E, contudo, Luís Menezes Leitão deixava ao debate um problema prático de resolução difícil: “Como se compatibiliza o trabalho entre um contabilista certificado que tem um dever de informar a administração fiscal de qualquer anomalia, e um advogado que tem o dever de sigilo?”

A resposta parece ser: “com regulação”. Foi essa, pelo menos, uma das conclusões do aceso debate que se seguiu.

Ana Filipa Urbano afirmou que as sociedades multidisciplinares “vão ser uma realidade, cabe-nos contribuir para a sua implementação”. O que, afirmou, não é totalmente uma novidade: “A resposta multidisciplinar já é dada pelas parcerias” que as sociedade de advogados mantêm há muito. Mas acredita que, “do ponto de vista do cliente não é uma grande necessidade”: quem procura um advogado não procura propriamente um sistema chave-na-mão.

Para todos os efeitos, disse, “é preciso o reforço dos mecanismos do estatuto de sigilo profissional”. E lembrou que um debate semelhante aconteceu há muito em relação às sociedades de advogados – ao tempo, vários profissionais colocaram óbices ao seu surgimento, mas de nada valeu.

João Quintela Cavaleiro afirmou, por seu turno, que “é preciso definir regras e essas regras têm de ser muito bem definidas”, sob pena de os clientes deixarem de ter uma perceção sobre aquilo que pode esperar em relação às ofertas do mercado.

Francisco Mendes da Silva, que admite que a abertura das sociedades multidisciplinares é “uma imposição europeia”, é ao mesmo tempo “uma imposição vinda de cima”. Ou seja, “o mercado nunca exigiu multidisciplinaridade” e Mendes da Silva está convencido de que assim vai continuar.

Mesmo assim, é uma evolução inexorável, que não vale a pena contrariar – num quadro, repetiu em que “os problemas deontológicos que devem ser acautelados. “Não sou contra a evolução, sou é cético em relação àquilo para onde nos vão levar”.

João Almeida, ex-dirigente centrista, descobre na realidade em volta uma incompatibilidade: “a lei diz que as sociedades multidisciplinares podem existir mas a lei permite que as exceções sejam a regra, uma vez que as ordens podem impedir a sua existência”. E isso deve ser, na sua opinião, rapidamente alterado.

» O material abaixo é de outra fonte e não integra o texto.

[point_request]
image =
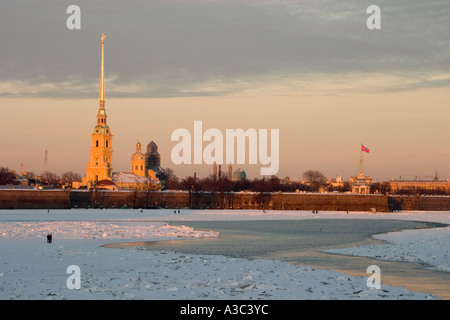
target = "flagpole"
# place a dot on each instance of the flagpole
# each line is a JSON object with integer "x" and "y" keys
{"x": 360, "y": 164}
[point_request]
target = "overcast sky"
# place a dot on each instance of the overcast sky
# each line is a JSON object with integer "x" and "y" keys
{"x": 315, "y": 61}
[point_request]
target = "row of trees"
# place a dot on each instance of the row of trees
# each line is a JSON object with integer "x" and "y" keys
{"x": 314, "y": 181}
{"x": 8, "y": 176}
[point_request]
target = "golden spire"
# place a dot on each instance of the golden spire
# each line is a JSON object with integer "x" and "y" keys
{"x": 102, "y": 74}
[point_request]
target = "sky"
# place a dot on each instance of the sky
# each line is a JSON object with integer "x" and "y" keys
{"x": 311, "y": 69}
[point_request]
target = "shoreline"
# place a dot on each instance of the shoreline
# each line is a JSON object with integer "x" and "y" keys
{"x": 415, "y": 276}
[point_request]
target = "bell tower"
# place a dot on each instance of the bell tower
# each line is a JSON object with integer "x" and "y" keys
{"x": 99, "y": 166}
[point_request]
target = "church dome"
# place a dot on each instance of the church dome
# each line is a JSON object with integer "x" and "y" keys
{"x": 239, "y": 175}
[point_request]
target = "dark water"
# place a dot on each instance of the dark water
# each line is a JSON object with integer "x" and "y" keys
{"x": 301, "y": 242}
{"x": 258, "y": 239}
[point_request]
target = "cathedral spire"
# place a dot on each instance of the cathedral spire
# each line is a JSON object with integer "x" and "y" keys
{"x": 102, "y": 74}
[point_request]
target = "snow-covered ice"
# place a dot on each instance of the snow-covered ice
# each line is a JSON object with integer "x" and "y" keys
{"x": 32, "y": 269}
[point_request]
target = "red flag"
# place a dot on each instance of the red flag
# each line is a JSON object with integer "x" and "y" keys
{"x": 363, "y": 148}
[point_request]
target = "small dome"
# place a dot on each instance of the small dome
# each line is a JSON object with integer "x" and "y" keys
{"x": 105, "y": 182}
{"x": 239, "y": 175}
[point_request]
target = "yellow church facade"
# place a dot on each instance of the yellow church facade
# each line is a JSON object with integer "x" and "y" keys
{"x": 99, "y": 166}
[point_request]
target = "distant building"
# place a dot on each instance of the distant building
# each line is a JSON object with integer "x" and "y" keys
{"x": 153, "y": 158}
{"x": 420, "y": 186}
{"x": 99, "y": 166}
{"x": 131, "y": 181}
{"x": 239, "y": 175}
{"x": 137, "y": 162}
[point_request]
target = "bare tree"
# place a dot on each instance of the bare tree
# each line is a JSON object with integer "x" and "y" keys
{"x": 50, "y": 178}
{"x": 6, "y": 176}
{"x": 315, "y": 179}
{"x": 70, "y": 176}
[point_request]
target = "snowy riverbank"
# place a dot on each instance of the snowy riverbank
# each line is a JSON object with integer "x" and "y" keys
{"x": 32, "y": 269}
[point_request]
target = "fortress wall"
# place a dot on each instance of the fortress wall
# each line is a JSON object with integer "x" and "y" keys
{"x": 424, "y": 203}
{"x": 34, "y": 199}
{"x": 64, "y": 199}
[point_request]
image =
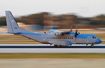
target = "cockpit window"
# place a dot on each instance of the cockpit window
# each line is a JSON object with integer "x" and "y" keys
{"x": 94, "y": 37}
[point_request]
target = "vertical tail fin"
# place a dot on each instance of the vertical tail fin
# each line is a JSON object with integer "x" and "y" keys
{"x": 12, "y": 24}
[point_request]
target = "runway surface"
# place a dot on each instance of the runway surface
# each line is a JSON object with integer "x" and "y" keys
{"x": 46, "y": 48}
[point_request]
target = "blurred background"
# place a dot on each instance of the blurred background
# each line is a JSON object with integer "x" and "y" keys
{"x": 42, "y": 15}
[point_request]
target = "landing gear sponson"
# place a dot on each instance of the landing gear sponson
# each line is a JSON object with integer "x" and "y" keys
{"x": 58, "y": 45}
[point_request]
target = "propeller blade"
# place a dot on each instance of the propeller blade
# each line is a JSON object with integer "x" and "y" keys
{"x": 76, "y": 32}
{"x": 71, "y": 29}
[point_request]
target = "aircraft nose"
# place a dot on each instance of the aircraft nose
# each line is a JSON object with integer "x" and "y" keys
{"x": 99, "y": 40}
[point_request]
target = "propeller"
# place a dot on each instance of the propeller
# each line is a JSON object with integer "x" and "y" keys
{"x": 76, "y": 32}
{"x": 71, "y": 29}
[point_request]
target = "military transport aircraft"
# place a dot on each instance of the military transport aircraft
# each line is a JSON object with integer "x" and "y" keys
{"x": 55, "y": 37}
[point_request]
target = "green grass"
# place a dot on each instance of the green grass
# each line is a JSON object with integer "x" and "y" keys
{"x": 51, "y": 55}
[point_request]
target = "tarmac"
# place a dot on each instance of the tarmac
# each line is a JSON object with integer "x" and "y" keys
{"x": 46, "y": 48}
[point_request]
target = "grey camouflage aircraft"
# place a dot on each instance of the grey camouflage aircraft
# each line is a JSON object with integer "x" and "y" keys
{"x": 55, "y": 37}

“Noutros países esta realidade existe e não podemos ignorar esse facto”, reforçou, para concluir que a criação deste tipo de sociedades pode beneficiar, agilizar o relacionamento entre a profissão e o mercado. “É mais importante concentramo-nos nas questões de compatibilidade que discutir se se criam ou não”.

João Gomes de Almeida, da entidade organizadora e fundador da consultora de comunicação que é ela própria multidisciplinar, tinha no início do debate dado o mote: o tema é necessariamente polémico, e daí a importância do debate que a Porto Law Summit em boa hora decidiu promover. Para Gomes de Almeida, a conclusão dos trabalhos era também óbvia: apesar de todos os perigos – nomeadamente de concentração de sociedades que criarão gigantes com eventual demasiada influência – a existência das sociedades multidisciplinares já não é uma possibilidade: é uma realidade.

O princípio da incerteza

O segundo tema da manhã, bem menos polémico, tinha a ver com o impacto que a envolvente, marcada pela crise patrocinada pela guerra na Ucrânia, a inflação e a subida das taxas de juro vai exercer na própria profissão. Cecília Meireles João Pacheco Amorim, Miguel Palma, Odete Sousa Pereira e Pedro Vaz Mendes formavam o painel.

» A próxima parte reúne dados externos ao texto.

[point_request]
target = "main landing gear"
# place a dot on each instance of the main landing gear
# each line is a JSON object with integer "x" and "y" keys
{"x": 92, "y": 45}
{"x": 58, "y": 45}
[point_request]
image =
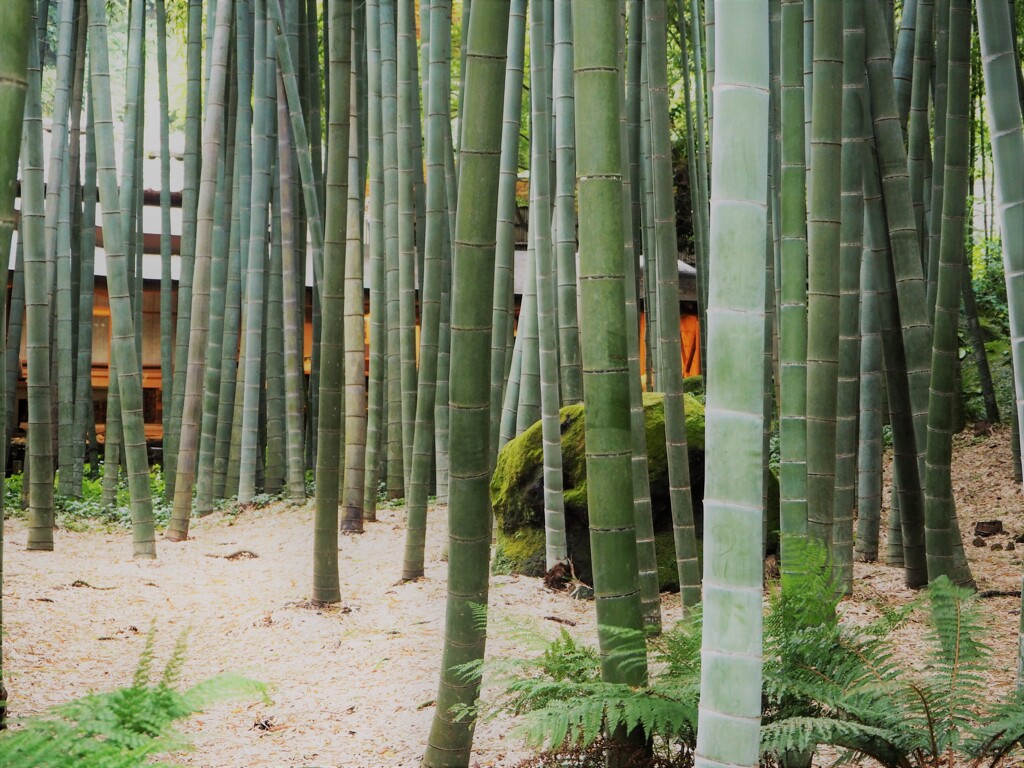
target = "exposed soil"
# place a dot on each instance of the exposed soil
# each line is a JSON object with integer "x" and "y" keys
{"x": 353, "y": 684}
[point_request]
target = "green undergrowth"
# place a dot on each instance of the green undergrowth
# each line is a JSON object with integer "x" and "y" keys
{"x": 827, "y": 682}
{"x": 81, "y": 513}
{"x": 128, "y": 727}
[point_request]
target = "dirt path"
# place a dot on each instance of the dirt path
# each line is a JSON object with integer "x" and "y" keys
{"x": 353, "y": 685}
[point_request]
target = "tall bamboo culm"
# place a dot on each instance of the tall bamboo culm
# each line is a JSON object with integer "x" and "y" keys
{"x": 729, "y": 716}
{"x": 600, "y": 167}
{"x": 473, "y": 273}
{"x": 123, "y": 339}
{"x": 15, "y": 35}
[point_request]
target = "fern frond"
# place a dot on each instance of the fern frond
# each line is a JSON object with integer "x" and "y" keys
{"x": 804, "y": 734}
{"x": 172, "y": 672}
{"x": 124, "y": 728}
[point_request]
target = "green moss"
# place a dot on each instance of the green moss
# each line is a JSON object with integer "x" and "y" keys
{"x": 520, "y": 466}
{"x": 653, "y": 414}
{"x": 574, "y": 459}
{"x": 693, "y": 385}
{"x": 520, "y": 552}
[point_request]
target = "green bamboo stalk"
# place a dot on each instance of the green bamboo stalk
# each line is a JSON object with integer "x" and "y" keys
{"x": 869, "y": 428}
{"x": 793, "y": 296}
{"x": 919, "y": 128}
{"x": 729, "y": 713}
{"x": 469, "y": 512}
{"x": 407, "y": 117}
{"x": 700, "y": 139}
{"x": 225, "y": 229}
{"x": 941, "y": 88}
{"x": 15, "y": 326}
{"x": 528, "y": 412}
{"x": 286, "y": 61}
{"x": 602, "y": 293}
{"x": 166, "y": 297}
{"x": 556, "y": 549}
{"x": 569, "y": 371}
{"x": 650, "y": 598}
{"x": 899, "y": 213}
{"x": 189, "y": 199}
{"x": 326, "y": 587}
{"x": 903, "y": 64}
{"x": 65, "y": 344}
{"x": 123, "y": 333}
{"x": 907, "y": 508}
{"x": 254, "y": 291}
{"x": 822, "y": 268}
{"x": 15, "y": 20}
{"x": 666, "y": 257}
{"x": 941, "y": 531}
{"x": 85, "y": 417}
{"x": 437, "y": 119}
{"x": 273, "y": 361}
{"x": 354, "y": 341}
{"x": 851, "y": 247}
{"x": 294, "y": 397}
{"x": 37, "y": 323}
{"x": 389, "y": 122}
{"x": 376, "y": 425}
{"x": 239, "y": 245}
{"x": 441, "y": 412}
{"x": 505, "y": 249}
{"x": 213, "y": 126}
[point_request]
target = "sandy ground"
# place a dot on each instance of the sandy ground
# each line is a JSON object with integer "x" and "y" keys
{"x": 352, "y": 685}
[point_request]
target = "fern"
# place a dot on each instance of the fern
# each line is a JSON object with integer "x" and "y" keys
{"x": 825, "y": 682}
{"x": 124, "y": 728}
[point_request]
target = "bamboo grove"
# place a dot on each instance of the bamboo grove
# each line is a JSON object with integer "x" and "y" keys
{"x": 349, "y": 187}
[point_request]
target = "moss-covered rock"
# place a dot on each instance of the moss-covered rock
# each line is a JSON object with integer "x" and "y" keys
{"x": 517, "y": 488}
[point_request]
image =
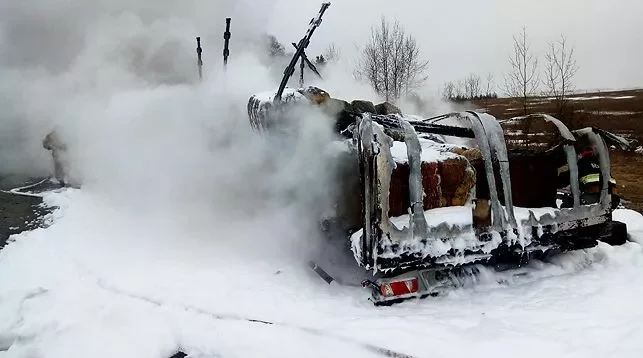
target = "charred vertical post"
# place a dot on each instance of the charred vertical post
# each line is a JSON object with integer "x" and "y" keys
{"x": 308, "y": 63}
{"x": 226, "y": 44}
{"x": 301, "y": 75}
{"x": 199, "y": 50}
{"x": 301, "y": 47}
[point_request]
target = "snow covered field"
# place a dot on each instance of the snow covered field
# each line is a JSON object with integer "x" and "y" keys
{"x": 103, "y": 282}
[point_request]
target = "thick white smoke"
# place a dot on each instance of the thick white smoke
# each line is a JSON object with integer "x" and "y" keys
{"x": 119, "y": 82}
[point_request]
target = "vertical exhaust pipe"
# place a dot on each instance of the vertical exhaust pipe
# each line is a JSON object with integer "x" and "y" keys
{"x": 226, "y": 37}
{"x": 199, "y": 50}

As crises económicas traduzem-se sempre em novas oportunidades, uma vez que o mercado alvo dos advogados não deixa de ter problemas. Pelo contrário: as novas crises colocam sempre novos problemas, que implicam novas necessidades de recorrer aos profissionais de sempre. Será talvez esta a principal conclusão – sem por isso ser de esquecer, como recordou Cecília Meireles, “o princípio da incerteza”.

“Não nos esperam tempos maravilhosos”, alertou mesmo assim Odete Sousa Pereira. A saída, uma deles, será por certo, “a concentração de sociedades de advogados e a criação de marcas fortes”, como afirmou Miguel Palma. Mas isso fará disparar os custos fixos, lembrou Cecília Meireles.